Ripercorriamo, a questo punto, i fatti.

15 Febbraio 2012. La petroliera italiana Enrica Lexie, in missione antipirateria, lancia dei segnali di avvertimento, che sfoceranno in seguito in colpi d’arma da fuoco, a un peschereccio sospettato pirata che presentava, all’apparenza, tutte le caratteristiche di un’imbarcazione anomala, e soprattutto in una tratta marina spesso oggetto di fenomeni di pirateria. I colpi d’arma da fuoco sganciati prima in acqua e in aria causano la morte di due pescatori presenti sull’imbarcazione. La petroliera italiana viene, quindi, invitata con motivazioni non del tutto veritiere a gettare l’ancora nel porto di Kerala per collaborare alla risoluzione del caso con il governo indiano.

Come ogni leggenda metropolitana ci insegna, le imprese più ardue passano attraverso labirinti di interrogativi e opinioni individuali; e, diciamolo una volta per tutte, il labirinto oscura l’uscita di emergenza quando a regolarne il cammino è un diritto poco chiaro e preciso, basato su consuetudini, e non totalmente sovrano per gli stati internazionali.

La vicenda, secondo varie fonti e accertamenti, è da collocare a circa 20,5 miglia dalla costa del Kerala; il diritto internazionale marittimo e la Convenzione di Montego Bay del 1982 invalidano, quindi, la tesi indiana che vedrebbe la propria sovranità e il limite del mare territoriale entro le 24 miglia.
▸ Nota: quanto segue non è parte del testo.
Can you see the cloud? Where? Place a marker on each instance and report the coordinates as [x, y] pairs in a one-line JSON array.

La convenzione appena citata, infatti, stabilisce che ogni stato è libero di delimitare l’ampiezza del proprio mare territoriale entro le 12 miglia a partire dalla linea di base.  La sezione marittima interessata è denominata “fascia contigua”, un’area esterna alle acque territoriali, in cui lo stato più prossimo può rivendicare il proprio potere di controllo al fine di prevenire eventuali violazioni di leggi e regolamenti doganali; requisito che in teoria limita l’applicazione di un diritto nazionale penale per i reati commessi  oltre il confine territoriale, lasciando il potere di giurisdizione allo stato che batte bandiera, in questo caso l’Italia.

Ma la speranza non è l’ultima a morire: scongiurato l’iniziale pericolo di attuazione del SUA ACT,  legge antiterrorismo adottata dall’India nel 2002 che prevede la pena di morte per qualsiasi persona abbia causato la morte  di qualcun altro,  il governo indiano decide di optare per una misura meno drastica applicando l’art.3 comma a che stabilisce una pena massima di dieci anni. Tralasciando la pretesa di voler o meno dare un giudizio sentenziale nei confronti di Girone e Latorre, poniamo l’accento sulla preoccupazione che le relazioni internazionali attuali possano miseramente sgretolarsi causando una totale frattura nel dialogo tra le parti coinvolte; nonostante le vigenti norme, convenzioni e principi comuni che dovrebbero già configurarsi, di per sé, come agenti del garantismo diplomatico.

In linea con ciò che ho appena detto,  la mia riflessione giunge alla consapevolezza che una parte dell’opinione pubblica considera lo status di apparente benessere della “prigionia” dei due Marò come plausibile palliativo a una privazione di libertà.